In many of the reading so far, we’ve seen nature approached as an omnipotent uncontrollable force. The authors have manipulated an Eden like relationship where nature and wilderness are unobtainable and unconquerable. In “Forest-Lodge,” however, Zabolotsky presents man and nature as equal combatting foes, giving more developmental credit to humanity than the previous authors.

In Forest-Lodge Zabolotsky presents multiple moments of conflict between the natural and the domesticated, each of which shows a stalemate between the two forces. The very title of the poem “Forest-Lodge” is an oxymoron, similar to the famous Green Church in the mid-evil poetic epic Sir Gawain and the Green Knight. Forest implies a natural space and wild space, whereas Lodge signifies a manmade artificial dwelling. A “Forest-Lodge” therefore presents a conflict of the two space, man attempting to domesticate a space within the wilderness.

The representation of animals presents further tension. When the man shoots at “a shaggy creature that loomed at the door,” the mysterious animal’s retreat is juxtaposed with descriptions of the man’s cat springing, “from the sill and hid under the stairs” and the man’s dog growling, “despondently.” The domesticated animals who inhabit a developed space react in fear of nature. Much like the space within forest lodge, they too are separated and distant from their natural and wild beginnings.

Development does not just inhabit natural space but also alters it. As the man shoots at the mysterious creature, “a shot rang out,/ shaking the forest to its foundations.” The man’s gunshot is paralleled to the lighting from the storm earlier in the poem, both being destructive forces but one natural and the other manufactured. Just as the lightning could strike the forest lodge and destroy it, so to can the man fire back at nature.
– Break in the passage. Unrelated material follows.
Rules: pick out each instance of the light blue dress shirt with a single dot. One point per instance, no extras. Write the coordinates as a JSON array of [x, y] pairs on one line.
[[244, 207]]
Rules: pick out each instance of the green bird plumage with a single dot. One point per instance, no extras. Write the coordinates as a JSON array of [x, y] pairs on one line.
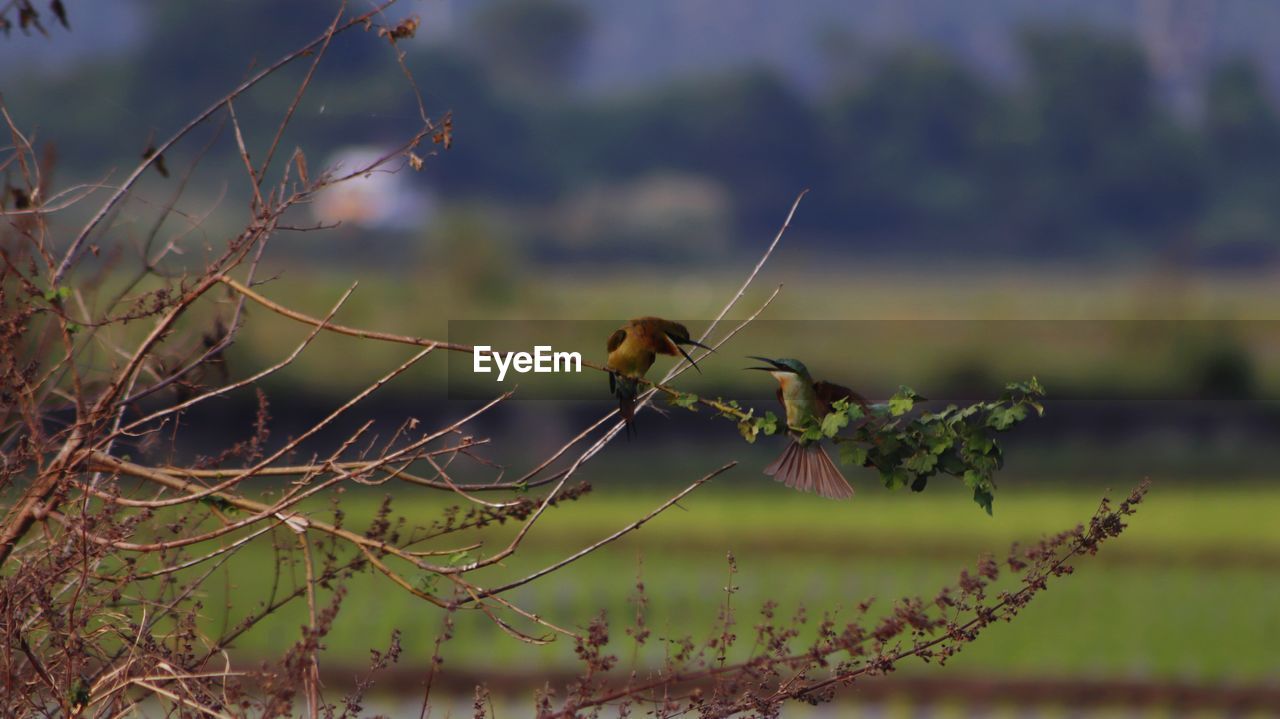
[[804, 465], [632, 349]]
Zabolotsky leveling of natural and development forces is a novel take on the interaction between Russian culture and the environment. As before we had the perspective of humans being belittled by the grand wilderness, Zabolotsky depicts a combative relationship. Zabolotsky’s “Forest-Lodge” forces consideration of the power of nature in developed spaces, and the continual destruction and domestication of natural spaces.